Using the above described control parameters, the system of the disease dynamics can be rewritten as:

$$\begin{aligned} \dfrac{\,\mathrm{d}S}{\,\mathrm{d}t}&= \pi - (\alpha _o + u_1) e S - \lambda S - \mu S \nonumber \\ \dfrac{\,\mathrm{d}E}{\,\mathrm{d}t}&= (\alpha _o + u_1) e S - (1-\gamma _o-u_2)\lambda E -\mu E \\ \dfrac{\,\mathrm{d}I}{\,\mathrm{d}t}&= \lambda S + (1-\gamma _o-u_2)\lambda E - (\rho _0 + u_3) I - (\mu + d_1)I, \nonumber \\ \dfrac{\,\mathrm{d}T}{\,\mathrm{d}t}&= (\rho _0 + u_3) I - (d_2 + \mu ) T, \nonumber \end{aligned}$$
(9)

where \(\lambda = c \beta \dfrac{I+ \epsilon T}{N}, ~ u_1(t) \in \left[ -\alpha _o, \alpha _{\text {max}}-\alpha _o \right] , ~ u_2(t) \in \left[ -\gamma _o, 1-\gamma _o \right] \), \(~ u_3(t) ~ \in \) \(\left[ -\rho _o, \rho _{\text {max}}-\rho _o \right] \) for all \(t \in [0, t_f]\).

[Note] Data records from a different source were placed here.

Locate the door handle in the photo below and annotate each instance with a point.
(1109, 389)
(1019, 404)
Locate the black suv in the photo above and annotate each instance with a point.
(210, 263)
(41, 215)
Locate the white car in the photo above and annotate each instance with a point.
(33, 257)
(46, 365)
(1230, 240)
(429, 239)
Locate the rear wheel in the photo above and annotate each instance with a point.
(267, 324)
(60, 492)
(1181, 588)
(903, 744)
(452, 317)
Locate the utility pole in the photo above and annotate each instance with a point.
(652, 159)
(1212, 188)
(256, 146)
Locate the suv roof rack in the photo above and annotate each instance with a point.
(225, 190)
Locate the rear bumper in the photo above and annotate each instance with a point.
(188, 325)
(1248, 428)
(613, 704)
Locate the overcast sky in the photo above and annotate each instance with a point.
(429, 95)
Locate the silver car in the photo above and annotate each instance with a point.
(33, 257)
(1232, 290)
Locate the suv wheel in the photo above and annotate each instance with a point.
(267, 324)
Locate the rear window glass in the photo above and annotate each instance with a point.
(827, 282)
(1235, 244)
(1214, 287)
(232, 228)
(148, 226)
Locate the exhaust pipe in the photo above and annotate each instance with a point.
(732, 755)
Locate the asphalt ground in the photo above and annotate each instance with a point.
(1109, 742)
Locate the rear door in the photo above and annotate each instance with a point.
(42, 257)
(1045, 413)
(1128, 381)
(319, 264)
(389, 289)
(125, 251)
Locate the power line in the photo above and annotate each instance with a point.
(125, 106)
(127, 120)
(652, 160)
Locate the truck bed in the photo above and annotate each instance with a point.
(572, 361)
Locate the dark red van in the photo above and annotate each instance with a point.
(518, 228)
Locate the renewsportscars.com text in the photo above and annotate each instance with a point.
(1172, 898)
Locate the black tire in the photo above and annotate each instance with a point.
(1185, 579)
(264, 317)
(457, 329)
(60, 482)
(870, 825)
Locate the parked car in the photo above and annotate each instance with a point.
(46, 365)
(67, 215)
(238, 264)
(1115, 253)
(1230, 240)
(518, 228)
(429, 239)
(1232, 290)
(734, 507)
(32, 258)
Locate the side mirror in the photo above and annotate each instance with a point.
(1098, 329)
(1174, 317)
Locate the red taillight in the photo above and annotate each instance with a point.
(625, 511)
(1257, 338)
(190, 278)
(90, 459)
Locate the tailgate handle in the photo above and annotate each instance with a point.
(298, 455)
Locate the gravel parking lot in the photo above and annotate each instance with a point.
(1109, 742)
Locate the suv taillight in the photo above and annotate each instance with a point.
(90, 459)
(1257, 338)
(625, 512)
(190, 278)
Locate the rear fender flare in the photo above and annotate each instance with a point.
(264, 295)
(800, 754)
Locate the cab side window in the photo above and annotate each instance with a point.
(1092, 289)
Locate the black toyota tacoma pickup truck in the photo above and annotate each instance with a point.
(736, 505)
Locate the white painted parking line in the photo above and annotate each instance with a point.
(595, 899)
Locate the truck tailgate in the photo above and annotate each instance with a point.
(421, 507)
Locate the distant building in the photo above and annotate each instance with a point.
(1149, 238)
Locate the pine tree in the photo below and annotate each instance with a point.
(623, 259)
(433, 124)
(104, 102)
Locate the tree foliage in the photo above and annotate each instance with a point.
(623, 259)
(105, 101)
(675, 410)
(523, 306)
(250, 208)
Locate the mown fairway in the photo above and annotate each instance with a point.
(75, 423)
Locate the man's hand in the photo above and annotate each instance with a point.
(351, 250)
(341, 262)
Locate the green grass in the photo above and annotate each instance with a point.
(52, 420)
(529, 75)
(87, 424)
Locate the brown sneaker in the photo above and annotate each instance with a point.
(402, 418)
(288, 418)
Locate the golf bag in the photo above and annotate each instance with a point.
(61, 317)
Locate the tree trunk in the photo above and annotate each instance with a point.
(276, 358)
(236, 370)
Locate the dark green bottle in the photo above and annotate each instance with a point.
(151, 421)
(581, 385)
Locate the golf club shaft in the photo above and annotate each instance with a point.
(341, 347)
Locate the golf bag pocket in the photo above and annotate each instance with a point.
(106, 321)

Thus, given initial population size of each cohort \(S_0, E_0, I_0\) and \(T_0\), our main goal here is to minimise the total number of new infections in the planning period, while also minimizing the total cost of controlling the disease dynamics. That means, by constructing optimal values of Lebesgue integrable, bounded control functions \(u_i(t)\), \(i = 1,2,3\), we seek the best strategy that can control the dynamics of the epidemics modelled in Eq. (9). To this end, we minimize the objective functional

$$\begin{aligned} J(u_1, u_2, u_3) = \int \limits _0^{t_f} \left( A_1 I(t) + A_2 T(t) + \frac{B_1}{2} \left( \frac{E}{N} \right) ^m u_1^2(t) + \dfrac{B_2}{2} u_2^2(t) + \dfrac{B_3}{2} u_3^2(t) \right) \,\mathrm{d}t,\nonumber \\ \end{aligned}$$
(10)

where \(u_1,u_2\) and \(u_3\) are Lebesgue measurable bounded functions on \([0,t_f]\).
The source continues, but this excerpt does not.